Some of us tried to get this debate started in September of 2007, with the publication of the Bill of Rights for Users of the Social Web, by Joseph Smarr, Marc Canter, Michael Arrington, and Robert Scoble. In hindsight, the world was not yet ready for that debate; few took notice, and no actions came in response. Then, in January of 2008, when Plaxo was trying to get a Facebook contacts importer ready to launch, which would have enabled social address book sync between Facebook, Plaxo, Outlook, the Mac address book, Yahoo Mail, and more, it turned by accident and miss-communication into a major incident.
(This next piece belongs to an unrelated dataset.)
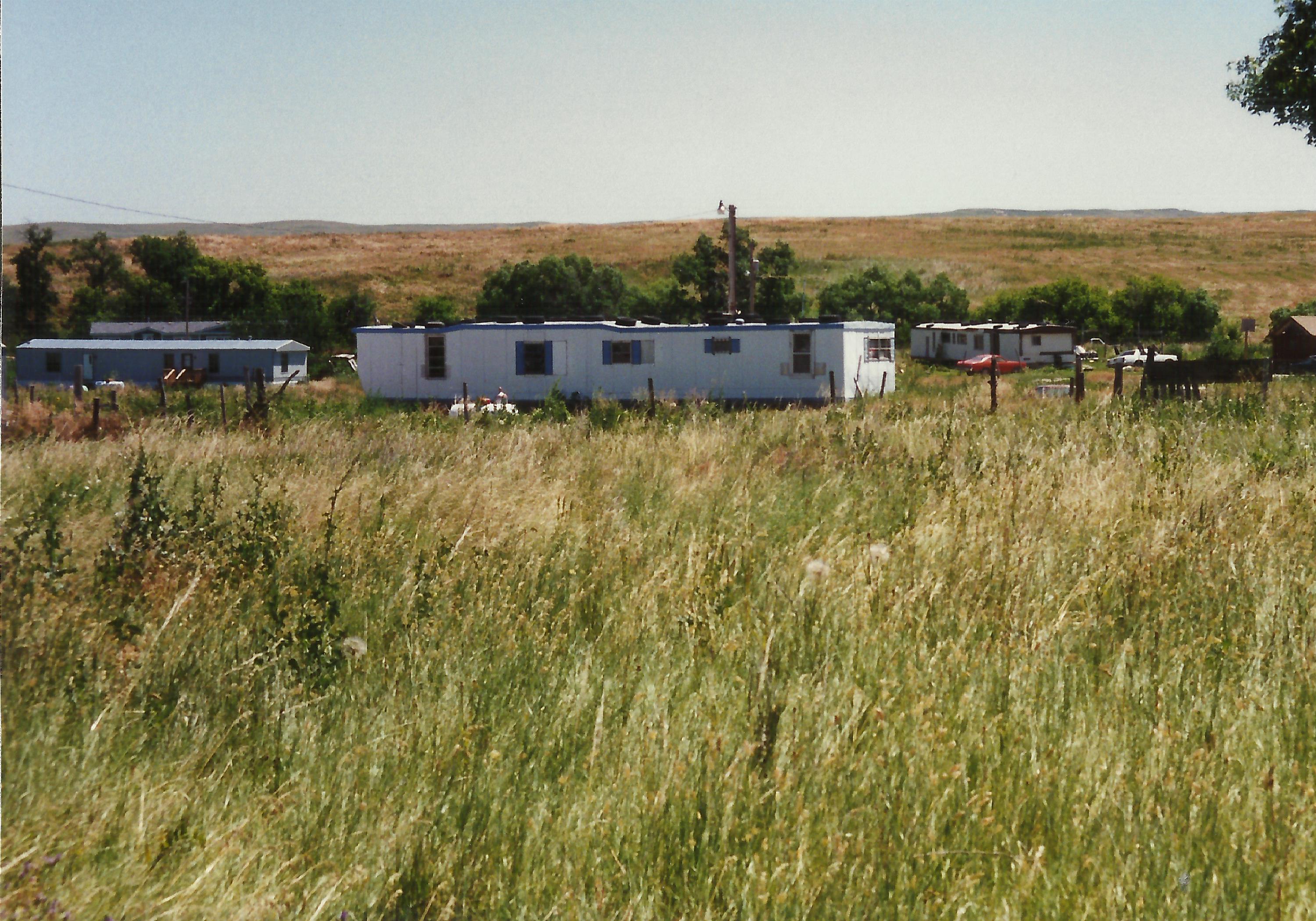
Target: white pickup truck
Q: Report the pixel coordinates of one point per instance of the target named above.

By then the world was ready to argue and debate the key questions, but not ready to come to any consensus.
But over the course of 2008, projects like Google Friend Connect, Facebook Connect, MySpaceID, and the quickening drumbeat of progress for OpenID and the Open Stack helped the industry to think through the issues preventing data portability and interoperability. In the end, we’re all coming to realize that rather than try to prevent anything bad from ever happening via “social DRM,” we’re going to have to trust our users, so that we can enable amazing things to happen — like all your tools and services working well together!
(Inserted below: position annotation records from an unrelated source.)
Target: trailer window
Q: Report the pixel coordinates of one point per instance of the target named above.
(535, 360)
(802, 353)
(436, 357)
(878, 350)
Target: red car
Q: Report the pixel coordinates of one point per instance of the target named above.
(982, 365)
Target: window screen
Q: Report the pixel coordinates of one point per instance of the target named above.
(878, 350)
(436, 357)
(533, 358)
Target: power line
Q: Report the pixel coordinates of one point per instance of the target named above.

Marshall Kirkpatrick of ReadWriteWeb helps us sort through the latest.
Our friends over at Digg blogged today about their enhanced support for data portability:
“The Data Sharing Summit in San Francisco was a gas. It was a real pleasure to work with like-minded people from organizations, large and small, all supporting DataPortability. At the Summit I had the chance to show off Digg’s latest DataPortability enhancements. Although the enhancements are not visible on Digg.com, if you use Digg together with other social networks, these enhancements can make the Web more fun and useful. Among the recent enhancements:
- We’ve added XFN to your user profile. XFN is an open standard that makes it easier for other social Web sites to recognize your Digg friends.
- We’ve improved support for hCard, another open data format for communicating Digg user names, nicknames, and photos, so that your favorite friend-following tools can more easily display your friends’ activity.
- We’ve added RDFa, making Digg part of the “semantic web” where Web pages become more sophisticated, beyond simply words and pictures.
These efforts support our philosophy that you own your data.”
This is another great sign of the momentum building for the notion that users own their data and content and should have control of who they share it with and the freedom to take it with them weherever they go across the Social Web.
And trust me, there’s a lot more to come. We entered the year with a bang, with many saying “2008 would be the year of data portability.” I have to say, I have never been more certain of our industry’s collective ability to deliver on that promise. What we need to work on becomes clearer and clearer, and more significantly, all the big players are now unconflicted in their support of all things “open.”
What if all the big players, who are the custodians (not owners) of vast treasure troves of personal data, could agree on standard ways of providing access to contacts, calendar, tasks, notes, profiles, photos, etc.? Is there anyone who doesn’t think that is the future we should be working towards?
Heads-up, if you run a service based on lock-in of your users’ data, think about another plan, or get out of the way.